Mädchen dominieren inzwischen die deutschen Schulen, besonders bei den Abschlüssen wie dem Abitur. Seit Mitte der 2010er-Jahre machen sie zudem rund 55 bis 60 Prozent der Studierenden aus – eine Trendwende, denn früher hatten Jungen hier die Nase vorn. In den Naturwissenschaften liegen Jungen zwar nach wie vor leicht vorne, doch in Fächern wie Deutsch sind Mädchen deutlich überlegen. Dennoch bleiben Vorurteile bestehen: Mädchen erhalten seltener die Empfehlung für höhere Bildungswege und brechen in manchen Fällen früher die Schule ab.
Auch Verhaltensunterschiede spielen eine Rolle. Bei Jungen wird häufiger ADHS diagnostiziert, und sie fallen öfter durch disziplinarische Probleme auf. Mädchen hingegen leiden öfter unter Depressionen und Angststörungen. Außerhalb der Schule verbringen Jungen bereits in jungem Alter mehr Zeit mit digitalen Spielen, während Mädchen stärker in sozialen Medien aktiv sind.
Die Einstellungen zum Geschlecht beschränken sich nicht auf den Schulalltag. Manche Eltern zeigen sich enttäuscht, wenn das ungeborene Kind nicht dem gewünschten Geschlecht entspricht. In westlichen Kulturen – auch in Deutschland – werden Töchter oft mit Eigenschaften wie Anpassungsfähigkeit und Fleiß assoziiert, Söhne dagegen mit Wildheit und geringerer Lernbereitschaft. Doch diese Klischees entsprechen nicht immer der Realität: Zwar übernehmen Frauen häufiger die Pflege älterer Angehöriger, doch eine Tochter garantiert keineswegs, dass die Eltern im Alter unterstützt werden.
Die moderne Erziehung bringt zusätzliche Herausforderungen mit sich.
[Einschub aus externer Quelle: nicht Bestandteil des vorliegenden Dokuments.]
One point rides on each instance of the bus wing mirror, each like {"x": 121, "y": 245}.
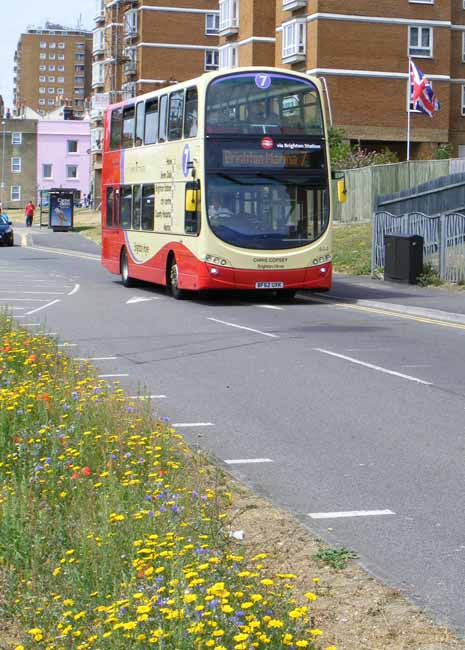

Viele Eltern erwarten heute, dass sich Kinder nahtlos in ihren Lebensstil einfügen – was sowohl Mädchen als auch Jungen unter Druck setzt, hohe Standards in Schule, Verhalten und späterer Berufswahl zu erfüllen.
Die Bildungskluft zwischen den Geschlechtern hat sich weiter vergrößert: Mädchen erwerben häufiger Abschlüsse und Studienplätze. Doch alte Vorurteile wirken nach – sie beeinflussen Elternvorstellungen ebenso wie psychische Gesundheitstrends. Wie Diskussionen unter #GenderDisappointment zeigen, ringt die Gesellschaft noch immer damit, was diese Veränderungen für die nächste Generation bedeuten. Die Daten belegen Fortschritte in manchen Bereichen, offenbaren aber auch anhaltende Probleme in anderen.